Biography
Petar Popovski (Fellow, IEEE) is a Professor at Aalborg University, where he heads the section on Connectivity and a Visiting Excellence Chair at the University of Bremen. He received his Dipl.-Ing and M. Sc. degrees in communication engineering from the University of Sts. Cyril and Methodius in Skopje and the Ph.D. degree from Aalborg University in 2005. He received an ERC Consolidator Grant (2015), the Danish Elite Researcher award (2016), IEEE Fred W. Ellersick prize (2016), IEEE Stephen O. Rice prize (2018), Technical Achievement Award from the IEEE Technical Committee on Smart Grid Communications (2019), the Danish Telecommunication Prize (2020) and Villum Investigator Grant (2021). He is a Member at Large at the Board of Governors in IEEE Communication Society, Vice-Chair of the IEEE Communication Theory Technical Committee and IEEE TRANSACTIONS ON GREEN COMMUNICATIONS AND NETWORKING. He is currently an Area Editor of the IEEE TRANSACTIONS ON WIRELESS COMMUNICATIONS. Prof. Popovski was the General Chair for IEEE SmartGridComm 2018 and IEEE Communication Theory Workshop 2019. His research interests are in the area of wireless communication and communication theory. He authored the book “Wireless Connectivity: An Intuitive and Fundamental Guide”, published by Wiley in 2020.
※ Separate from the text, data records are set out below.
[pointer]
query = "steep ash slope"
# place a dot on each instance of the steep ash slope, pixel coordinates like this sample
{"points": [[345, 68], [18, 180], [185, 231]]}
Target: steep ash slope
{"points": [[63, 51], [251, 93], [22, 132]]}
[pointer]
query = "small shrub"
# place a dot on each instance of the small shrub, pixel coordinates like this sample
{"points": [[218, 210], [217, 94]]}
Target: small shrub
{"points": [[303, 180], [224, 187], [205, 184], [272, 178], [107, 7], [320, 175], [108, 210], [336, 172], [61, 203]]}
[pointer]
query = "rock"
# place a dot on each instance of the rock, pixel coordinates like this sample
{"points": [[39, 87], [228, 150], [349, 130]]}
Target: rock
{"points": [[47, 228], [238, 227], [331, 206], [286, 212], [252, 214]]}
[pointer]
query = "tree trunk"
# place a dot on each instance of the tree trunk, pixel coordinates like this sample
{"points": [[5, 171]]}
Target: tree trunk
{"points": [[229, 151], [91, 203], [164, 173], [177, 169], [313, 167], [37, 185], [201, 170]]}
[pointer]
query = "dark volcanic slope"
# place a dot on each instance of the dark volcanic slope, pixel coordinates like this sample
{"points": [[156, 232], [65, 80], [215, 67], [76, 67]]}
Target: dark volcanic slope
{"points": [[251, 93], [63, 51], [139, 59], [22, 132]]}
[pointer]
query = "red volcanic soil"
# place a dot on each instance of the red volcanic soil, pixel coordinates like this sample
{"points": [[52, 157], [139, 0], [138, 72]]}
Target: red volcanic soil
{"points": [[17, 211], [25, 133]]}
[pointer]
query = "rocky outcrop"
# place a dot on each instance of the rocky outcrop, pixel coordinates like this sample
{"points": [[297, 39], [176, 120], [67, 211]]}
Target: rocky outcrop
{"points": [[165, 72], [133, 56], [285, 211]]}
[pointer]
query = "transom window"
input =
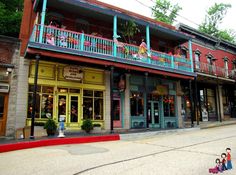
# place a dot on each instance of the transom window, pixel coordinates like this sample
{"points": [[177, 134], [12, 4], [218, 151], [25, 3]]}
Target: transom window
{"points": [[93, 105], [44, 101]]}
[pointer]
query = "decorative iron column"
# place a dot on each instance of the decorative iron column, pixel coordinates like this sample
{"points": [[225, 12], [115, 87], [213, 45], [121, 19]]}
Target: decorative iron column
{"points": [[111, 97], [34, 96], [145, 97], [195, 101], [218, 96], [114, 34], [43, 14], [190, 54], [148, 41], [191, 102]]}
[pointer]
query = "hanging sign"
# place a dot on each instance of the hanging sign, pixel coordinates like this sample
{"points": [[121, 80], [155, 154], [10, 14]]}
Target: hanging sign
{"points": [[73, 73], [161, 90]]}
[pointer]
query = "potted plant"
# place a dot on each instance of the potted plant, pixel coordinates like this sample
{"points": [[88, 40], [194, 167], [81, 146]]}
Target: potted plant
{"points": [[97, 127], [87, 125], [51, 127]]}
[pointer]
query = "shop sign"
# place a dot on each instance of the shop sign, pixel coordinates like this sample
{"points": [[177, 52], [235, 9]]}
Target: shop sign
{"points": [[204, 115], [73, 73], [161, 90]]}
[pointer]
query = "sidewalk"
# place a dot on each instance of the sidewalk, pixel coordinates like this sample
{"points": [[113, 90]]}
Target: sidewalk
{"points": [[210, 124], [10, 144]]}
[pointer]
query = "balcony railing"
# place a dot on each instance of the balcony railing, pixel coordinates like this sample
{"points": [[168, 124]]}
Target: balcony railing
{"points": [[214, 70], [97, 45]]}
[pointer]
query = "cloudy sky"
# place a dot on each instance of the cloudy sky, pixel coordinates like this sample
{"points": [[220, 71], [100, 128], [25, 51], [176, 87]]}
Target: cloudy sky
{"points": [[192, 13]]}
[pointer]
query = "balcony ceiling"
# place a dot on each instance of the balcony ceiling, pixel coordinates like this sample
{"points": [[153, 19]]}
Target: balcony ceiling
{"points": [[106, 15], [64, 6]]}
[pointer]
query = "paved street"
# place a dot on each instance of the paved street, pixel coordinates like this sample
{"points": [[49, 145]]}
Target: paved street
{"points": [[174, 153]]}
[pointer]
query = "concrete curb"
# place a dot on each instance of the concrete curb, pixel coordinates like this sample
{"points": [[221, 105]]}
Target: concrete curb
{"points": [[214, 125], [56, 141], [131, 136]]}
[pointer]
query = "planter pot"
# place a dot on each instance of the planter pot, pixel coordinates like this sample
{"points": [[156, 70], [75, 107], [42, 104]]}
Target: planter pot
{"points": [[51, 132]]}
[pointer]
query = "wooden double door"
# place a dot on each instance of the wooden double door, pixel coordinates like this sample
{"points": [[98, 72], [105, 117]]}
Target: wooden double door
{"points": [[3, 113]]}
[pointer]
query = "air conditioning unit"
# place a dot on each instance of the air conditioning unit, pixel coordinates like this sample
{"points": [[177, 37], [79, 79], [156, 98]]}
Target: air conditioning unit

Update: “Rethinking the Concept of Timing in 6G Wireless Connectivity“
Abstract: With the advent of 5G technology, the notion of latency got a prominent role in wireless connectivity, serving as a proxy term for addressing the requirements for real-time communication. As wireless systems evolve towards 6G, the ambition to immerse the digital into the physical reality will increase. Besides making the real-time requirements more stringent, this immersion will bring the notions of time, simultaneity, presence, and causality to a new level of complexity. A growing body of research points out that latency is insufficient to parameterize all real-time requirements. Notably, one such requirement that received a significant attention is information freshness, defined through the Age of Information (AoI) and its derivatives. This talk will present the general notion of timing in wireless communication systems and networks and its relation to effective information generation, processing, transmission, and reconstruction at the senders and receivers. It entails a general statistical framework of timing requirements in wireless communication systems, which subsumes both latency and AoI. It is shown how the framework can be used with different communication models of increasing complexity, starting from the basic Shannon one-way communication model and arriving to communication models for consensus, distributed learning, and inference.